Mutuelle santé : l’endométriose

Certaines maladies surviennent aux femmes en âge de procréer. Une d’entre elles est l’endométriose. Bien qu’encore peu connue, 2 à 4 millions de françaises souffrent de cette pathologie qui fait d’ailleurs partie des 31 ALD-non exonérante de la Sécurité sociale. Le remboursement de la mutuelle santé senior complète la prise en charge de l’assurance-maladie. Dans cet article, nous allons faire un tour d’horizon sur les causes, les symptômes et le traitement de cette pathologie.

L’endomètre est le tissu se trouvant dans la paroi interne de l’utérus. Il se produit un épaississement de ce tissu en provision d’une grossesse chaque mois, mais en l’absence de la fécondation, les règles mensuelles évacuent le tissu. Or, dans le cas d’une atteinte d’endométriose, certaines des cellules se dispersent à l’extérieur de l’utérus et adhèrent quelquefois à d’autres organes environnants comme la vessie, les reins ou les appareils pulmonaires. Ce processus pourrait entraîner la formation d’un kyste et accroître le développement d’un cancer même si l’endométriose n’est pas une tumeur maligne ni une pathologie mortelle.
Concernant les signes indicateurs d’endométriose, certaines femmes souffrant de cette infection pourrait ne pas ressentir de troubles particulières, alors que d’autres patientes pourraient ressentir des douleurs atroces lors des menstruations ou au cours des relations sexuelles.
Voici quelques symptômes permettant de reconnaître le développement de cette maladie :

  • douleurs intenses dans le bas-ventre
  • problème d’infertilité (une femme sur trois souffrant de cette pathologie ne réussissent pas à devenir enceinte)
  • règles douloureuses
  • sensation de fatigue, pertes brunes ou présence de sang dans l’urine ou des selles
  • douleurs pendant les relations sexuelles
  • difficulté à uriner ou à expulser les matières fécales
  • douleurs pelviennes pouvant atteindre la jambe et invalider la patiente pendant quelques jours. La patiente devient alors inapte à mener une vie professionnelle ou intime normale pendant les quelques jours. Certaines patientes pourraient aussi perdre connaissance ou avoir des nausées.
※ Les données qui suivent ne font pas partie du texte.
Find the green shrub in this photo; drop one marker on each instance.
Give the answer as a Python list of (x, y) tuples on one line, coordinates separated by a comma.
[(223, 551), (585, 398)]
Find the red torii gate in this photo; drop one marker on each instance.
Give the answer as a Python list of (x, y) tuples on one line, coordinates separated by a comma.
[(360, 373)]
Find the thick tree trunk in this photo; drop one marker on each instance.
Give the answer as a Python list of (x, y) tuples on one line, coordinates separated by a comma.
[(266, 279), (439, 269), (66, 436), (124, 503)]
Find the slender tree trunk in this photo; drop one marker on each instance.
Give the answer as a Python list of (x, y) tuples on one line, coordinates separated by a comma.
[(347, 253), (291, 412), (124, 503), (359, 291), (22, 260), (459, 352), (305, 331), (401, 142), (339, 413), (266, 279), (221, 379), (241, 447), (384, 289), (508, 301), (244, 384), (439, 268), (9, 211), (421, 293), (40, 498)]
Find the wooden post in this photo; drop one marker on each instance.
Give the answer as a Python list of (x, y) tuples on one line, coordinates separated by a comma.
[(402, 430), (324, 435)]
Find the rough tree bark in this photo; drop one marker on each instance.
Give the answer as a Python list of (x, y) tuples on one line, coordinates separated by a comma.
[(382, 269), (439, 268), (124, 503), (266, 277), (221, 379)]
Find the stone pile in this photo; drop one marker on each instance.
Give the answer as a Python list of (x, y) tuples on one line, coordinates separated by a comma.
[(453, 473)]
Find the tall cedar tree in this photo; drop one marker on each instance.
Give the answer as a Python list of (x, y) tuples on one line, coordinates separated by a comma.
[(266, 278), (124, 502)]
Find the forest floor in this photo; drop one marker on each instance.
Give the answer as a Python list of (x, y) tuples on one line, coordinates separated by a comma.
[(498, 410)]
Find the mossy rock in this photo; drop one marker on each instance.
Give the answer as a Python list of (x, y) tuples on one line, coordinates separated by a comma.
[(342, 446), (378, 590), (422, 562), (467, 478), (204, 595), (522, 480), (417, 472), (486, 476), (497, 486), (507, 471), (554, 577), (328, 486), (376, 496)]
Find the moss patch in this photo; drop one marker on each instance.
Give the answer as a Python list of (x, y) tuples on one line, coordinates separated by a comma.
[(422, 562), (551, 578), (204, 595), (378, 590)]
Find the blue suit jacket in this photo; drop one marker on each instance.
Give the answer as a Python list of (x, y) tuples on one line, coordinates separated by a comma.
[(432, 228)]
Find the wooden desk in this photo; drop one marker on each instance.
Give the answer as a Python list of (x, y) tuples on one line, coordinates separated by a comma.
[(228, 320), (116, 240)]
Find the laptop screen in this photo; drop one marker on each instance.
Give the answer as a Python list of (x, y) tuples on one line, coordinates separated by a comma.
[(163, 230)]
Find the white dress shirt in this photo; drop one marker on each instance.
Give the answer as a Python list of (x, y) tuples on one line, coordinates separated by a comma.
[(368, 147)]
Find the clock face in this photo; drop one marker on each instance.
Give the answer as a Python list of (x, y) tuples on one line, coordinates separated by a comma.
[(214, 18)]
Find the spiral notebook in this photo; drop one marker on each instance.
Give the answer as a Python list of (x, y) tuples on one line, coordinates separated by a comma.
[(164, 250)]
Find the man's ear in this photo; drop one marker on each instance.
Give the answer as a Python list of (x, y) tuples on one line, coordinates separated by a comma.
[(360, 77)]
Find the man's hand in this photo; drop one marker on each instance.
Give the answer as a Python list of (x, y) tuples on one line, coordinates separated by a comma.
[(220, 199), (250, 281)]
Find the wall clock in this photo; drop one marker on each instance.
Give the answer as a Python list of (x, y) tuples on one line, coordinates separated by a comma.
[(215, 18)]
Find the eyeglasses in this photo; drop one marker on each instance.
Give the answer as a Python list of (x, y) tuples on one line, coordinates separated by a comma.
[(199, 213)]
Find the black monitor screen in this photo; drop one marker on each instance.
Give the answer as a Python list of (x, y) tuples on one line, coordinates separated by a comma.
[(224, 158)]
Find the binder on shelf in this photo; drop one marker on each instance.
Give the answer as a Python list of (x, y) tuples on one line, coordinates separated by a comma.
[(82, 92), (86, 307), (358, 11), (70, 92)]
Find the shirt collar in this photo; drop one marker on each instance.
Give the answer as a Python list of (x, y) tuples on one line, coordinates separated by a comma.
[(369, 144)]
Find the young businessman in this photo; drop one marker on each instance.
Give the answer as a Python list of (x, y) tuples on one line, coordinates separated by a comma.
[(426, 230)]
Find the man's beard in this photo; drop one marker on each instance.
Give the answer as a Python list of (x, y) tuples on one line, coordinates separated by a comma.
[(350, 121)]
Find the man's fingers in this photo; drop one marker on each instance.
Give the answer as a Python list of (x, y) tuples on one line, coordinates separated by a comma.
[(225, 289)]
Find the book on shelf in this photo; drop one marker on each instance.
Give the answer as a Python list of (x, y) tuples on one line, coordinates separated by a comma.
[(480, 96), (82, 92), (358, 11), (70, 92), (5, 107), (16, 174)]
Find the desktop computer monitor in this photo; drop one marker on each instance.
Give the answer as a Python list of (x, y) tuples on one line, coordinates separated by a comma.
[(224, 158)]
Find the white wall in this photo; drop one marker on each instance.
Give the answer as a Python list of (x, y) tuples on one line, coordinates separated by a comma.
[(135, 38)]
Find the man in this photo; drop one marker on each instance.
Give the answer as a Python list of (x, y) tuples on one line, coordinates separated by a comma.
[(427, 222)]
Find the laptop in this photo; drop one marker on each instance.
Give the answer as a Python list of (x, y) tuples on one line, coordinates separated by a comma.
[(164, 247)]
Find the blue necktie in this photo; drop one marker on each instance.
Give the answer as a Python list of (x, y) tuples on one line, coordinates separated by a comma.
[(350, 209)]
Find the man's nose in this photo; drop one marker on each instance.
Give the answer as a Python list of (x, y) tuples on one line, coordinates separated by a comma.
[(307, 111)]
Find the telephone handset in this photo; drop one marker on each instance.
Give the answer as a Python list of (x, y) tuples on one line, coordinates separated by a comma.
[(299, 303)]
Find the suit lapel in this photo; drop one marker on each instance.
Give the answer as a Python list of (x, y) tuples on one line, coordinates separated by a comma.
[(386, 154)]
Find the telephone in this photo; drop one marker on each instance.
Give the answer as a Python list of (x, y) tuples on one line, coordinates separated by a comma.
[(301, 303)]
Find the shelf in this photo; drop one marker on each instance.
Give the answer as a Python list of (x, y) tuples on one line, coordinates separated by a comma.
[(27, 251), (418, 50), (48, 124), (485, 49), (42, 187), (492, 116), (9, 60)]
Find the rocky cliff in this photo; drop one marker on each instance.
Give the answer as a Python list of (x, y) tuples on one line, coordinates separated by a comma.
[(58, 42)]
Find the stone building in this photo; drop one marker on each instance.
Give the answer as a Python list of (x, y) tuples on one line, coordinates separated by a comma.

A noter que l’apparition des douleurs survient toujours pendant les règles ou lors de l’ovulation.

Actuellement, les chercheurs n’arrivent pas encore à déceler les causes de cette maladie. Ils avancent des hypothèses comme le mauvais fonctionnement du système immunitaire, ou les factures génétiques qui engendrent la formation des cellules endométriales sur les ovaires, les trompes de Fallope, ou la surface extérieure de l’utérus. L’intensité des douleurs ne dépend pas de la gravité de l’endométriose. Notons par ailleurs qu’il existe 3 types d’endométriose : l’endométriose péritonéale, l’endométriose ovarienne, et le type profond. Le développement de l’endométriose ne concerne que tiers des cas des femmes souffrant de cette pathologie. Sinon, 30 % à 40 d’entre elles ont de problème d’infertilité. Pour le reste, elles arrivent à concevoir normalement au bout de quelques années. Sinon, l’endométriose devient plus soutenable avec l’arrivée de la ménopause. La grossesse procure aussi un soulagement temporaire. Le risque majeur causé par l’apparition de cette pathologie est l’infertilité surtout dans le cas d’une grossesse tardive.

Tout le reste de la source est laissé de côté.